P.J. O’Rourke has never been afraid to tackle big subjects. Previous books have attempted to explain the entire US Government, refute the arguments of the environmental lobby, and describe the bits of the Gulf War that CNN wouldn’t broadcast. With his latest book, “Eat The Rich”, PJ sets his sights on possibly the biggest question of them all: “Why do some places prosper and thrive, while others just suck?”
To answer this question O’Rourke embarks on more globetrotting, this time calling in at Cuba, Tanzania, Russia, Sweden and Hong Kong – among others – to try and find out why some countries are obscenely successful and others aren’t. How can the tiny island of Hong Kong be such an economic success while Tanzania, rich in natural resources, is a dismal failure?
Despite the serious subject matter, O’Rourke gleefully takes pot-shots at every target he can find, whether describing Russian Mafia wives as having “covered their bodies in Elmer’s Glue and run through the boutiques of Palm Springs buying whatever stuck” or pointing out the flaws in economic theory. “A society can produce both guns and butter, they say, but if the society wants to produce more guns it will have to – because of distribution of resources, capital and labor – produce less butter. Using this example you’ll notice that, at the far reaches of gun-producing efficiency, Howitzers are being manufactured by cows. And this is just one of the reasons we can’t take economists too seriously.”
PJ’s particular skill is that the jokes don’t distract from the stories he recounts. Even as he attacks sacred cows left, right and centre (“maybe Hong Kong just wasn’t one of those vital, strategic places worth fighting for, like the Falklands. Maybe the Poms only intervene militarily where there’s enough sheep to keep the troops entertained”) he writes movingly about the human wreckage left behind by failed political and economic experiments. In Albania he discovers the only economy to have been bankrupted by pyramid selling schemes; in Russia he discovers a twisted form of capitalism where “the only way to enforce a contract is, as it were, with a ‘contract’ – and plenty of enforcers”.
The self-proclaimed Republican Party Reptile is equally savage towards his own country and, in particular, the barely comprehensible world of the stock market.

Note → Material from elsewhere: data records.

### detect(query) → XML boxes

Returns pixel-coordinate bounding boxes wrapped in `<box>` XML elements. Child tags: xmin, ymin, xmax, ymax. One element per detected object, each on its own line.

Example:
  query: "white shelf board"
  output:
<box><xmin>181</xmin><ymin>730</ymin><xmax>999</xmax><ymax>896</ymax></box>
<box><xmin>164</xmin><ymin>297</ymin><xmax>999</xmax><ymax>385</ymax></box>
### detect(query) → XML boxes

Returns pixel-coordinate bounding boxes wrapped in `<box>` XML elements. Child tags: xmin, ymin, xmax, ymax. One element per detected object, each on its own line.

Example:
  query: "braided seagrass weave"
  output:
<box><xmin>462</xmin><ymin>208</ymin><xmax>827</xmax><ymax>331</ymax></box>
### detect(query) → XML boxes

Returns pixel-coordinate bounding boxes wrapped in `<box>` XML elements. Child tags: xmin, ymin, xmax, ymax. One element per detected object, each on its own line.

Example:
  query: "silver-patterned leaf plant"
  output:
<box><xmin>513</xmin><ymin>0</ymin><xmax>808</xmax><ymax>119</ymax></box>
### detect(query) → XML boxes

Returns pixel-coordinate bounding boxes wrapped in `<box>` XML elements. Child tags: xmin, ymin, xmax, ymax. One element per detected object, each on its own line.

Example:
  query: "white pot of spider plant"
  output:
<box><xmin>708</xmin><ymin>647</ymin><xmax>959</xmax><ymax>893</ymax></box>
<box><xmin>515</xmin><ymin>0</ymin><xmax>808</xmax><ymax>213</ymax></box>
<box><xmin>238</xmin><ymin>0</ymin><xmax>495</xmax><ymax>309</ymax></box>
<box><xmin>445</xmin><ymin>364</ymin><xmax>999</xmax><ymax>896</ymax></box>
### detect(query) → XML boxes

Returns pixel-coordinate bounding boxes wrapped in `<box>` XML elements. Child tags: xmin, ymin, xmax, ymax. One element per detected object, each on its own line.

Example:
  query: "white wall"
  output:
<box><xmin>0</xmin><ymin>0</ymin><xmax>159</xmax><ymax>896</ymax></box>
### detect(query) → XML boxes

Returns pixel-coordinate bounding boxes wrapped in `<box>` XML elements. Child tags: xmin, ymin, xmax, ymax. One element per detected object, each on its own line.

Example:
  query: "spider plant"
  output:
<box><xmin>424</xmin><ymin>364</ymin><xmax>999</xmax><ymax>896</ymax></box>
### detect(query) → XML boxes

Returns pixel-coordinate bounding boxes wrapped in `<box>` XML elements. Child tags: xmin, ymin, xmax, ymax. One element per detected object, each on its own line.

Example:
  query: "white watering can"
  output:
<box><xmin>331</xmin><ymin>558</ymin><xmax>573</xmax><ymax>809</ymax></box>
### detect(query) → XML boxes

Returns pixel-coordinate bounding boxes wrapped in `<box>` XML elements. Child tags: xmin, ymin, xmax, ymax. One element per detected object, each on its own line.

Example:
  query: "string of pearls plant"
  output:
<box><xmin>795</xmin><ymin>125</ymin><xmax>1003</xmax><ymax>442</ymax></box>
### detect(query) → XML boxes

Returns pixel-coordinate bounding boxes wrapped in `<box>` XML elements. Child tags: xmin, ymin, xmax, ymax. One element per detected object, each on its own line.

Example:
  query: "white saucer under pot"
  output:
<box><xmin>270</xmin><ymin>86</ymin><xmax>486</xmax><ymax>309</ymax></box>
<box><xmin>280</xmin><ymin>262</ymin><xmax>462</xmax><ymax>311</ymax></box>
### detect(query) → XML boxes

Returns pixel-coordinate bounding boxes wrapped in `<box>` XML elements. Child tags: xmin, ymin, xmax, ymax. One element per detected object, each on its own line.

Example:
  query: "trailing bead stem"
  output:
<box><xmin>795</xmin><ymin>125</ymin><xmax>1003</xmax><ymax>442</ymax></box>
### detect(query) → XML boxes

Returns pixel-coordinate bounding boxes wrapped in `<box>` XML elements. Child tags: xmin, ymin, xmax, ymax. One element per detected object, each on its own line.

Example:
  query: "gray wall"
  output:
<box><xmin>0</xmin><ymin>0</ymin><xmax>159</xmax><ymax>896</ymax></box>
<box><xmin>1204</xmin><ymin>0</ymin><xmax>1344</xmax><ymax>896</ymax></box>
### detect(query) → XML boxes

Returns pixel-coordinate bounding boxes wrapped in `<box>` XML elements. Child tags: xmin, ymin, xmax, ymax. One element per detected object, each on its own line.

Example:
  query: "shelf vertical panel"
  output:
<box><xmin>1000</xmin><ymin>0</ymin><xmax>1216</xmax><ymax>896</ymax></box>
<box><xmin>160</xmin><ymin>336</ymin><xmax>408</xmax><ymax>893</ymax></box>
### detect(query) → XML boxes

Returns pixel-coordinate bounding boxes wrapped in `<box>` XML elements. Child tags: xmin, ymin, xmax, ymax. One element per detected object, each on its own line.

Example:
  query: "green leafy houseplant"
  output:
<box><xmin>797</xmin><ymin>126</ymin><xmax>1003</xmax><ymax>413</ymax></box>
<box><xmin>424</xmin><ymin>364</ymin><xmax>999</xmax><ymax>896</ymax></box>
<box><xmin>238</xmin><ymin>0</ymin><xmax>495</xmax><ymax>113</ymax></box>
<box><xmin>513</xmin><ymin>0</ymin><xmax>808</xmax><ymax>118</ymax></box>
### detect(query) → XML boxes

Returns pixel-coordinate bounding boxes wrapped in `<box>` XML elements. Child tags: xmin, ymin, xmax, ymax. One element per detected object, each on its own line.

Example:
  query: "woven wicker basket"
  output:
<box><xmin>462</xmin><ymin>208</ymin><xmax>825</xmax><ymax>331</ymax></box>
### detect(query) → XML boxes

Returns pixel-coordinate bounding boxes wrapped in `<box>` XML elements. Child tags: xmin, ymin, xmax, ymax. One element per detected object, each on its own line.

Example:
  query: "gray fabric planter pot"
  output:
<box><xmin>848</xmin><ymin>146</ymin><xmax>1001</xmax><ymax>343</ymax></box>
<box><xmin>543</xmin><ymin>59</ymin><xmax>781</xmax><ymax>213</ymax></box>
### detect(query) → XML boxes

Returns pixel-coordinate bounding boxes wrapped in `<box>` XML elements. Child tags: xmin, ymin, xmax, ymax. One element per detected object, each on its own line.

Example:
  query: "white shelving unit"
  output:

Shares, he explains, entitle you to a share of a company’s profit – “specifically, you get the profits that are left after the corporation settles its tax bill, pays off its bond debts and other prior obligations, gives enormous bonuses to its top executives, uses part of its earnings to buy other corporations and Indonesian real estate, and retains another part of its earnings in case it needs to buy more Indonesian real estate”.
In conversation with Spike’s Chris Mitchell in 1997, O’Rourke explained that he wanted to write a book about economics which was fun to read. “At least here I’m dealing with human endeavour to better oneself and one’s time, rather than the human endeavour to whack each other over the head. It should be a bit more optimistic”. You read it here first, folks.
In “Eat The Rich” he succeeds in making economics amusing – often hysterically so – but his optimism faces stiff opposition. Everywhere he travels he meets people who are trying to survive while governments of all political hues continue to create chaos by meddling with things they don’t understand. Ultimately, though, “Eat The Rich” is prime-time PJ, full of the sharp humour and vicious satire which characterises his best writing.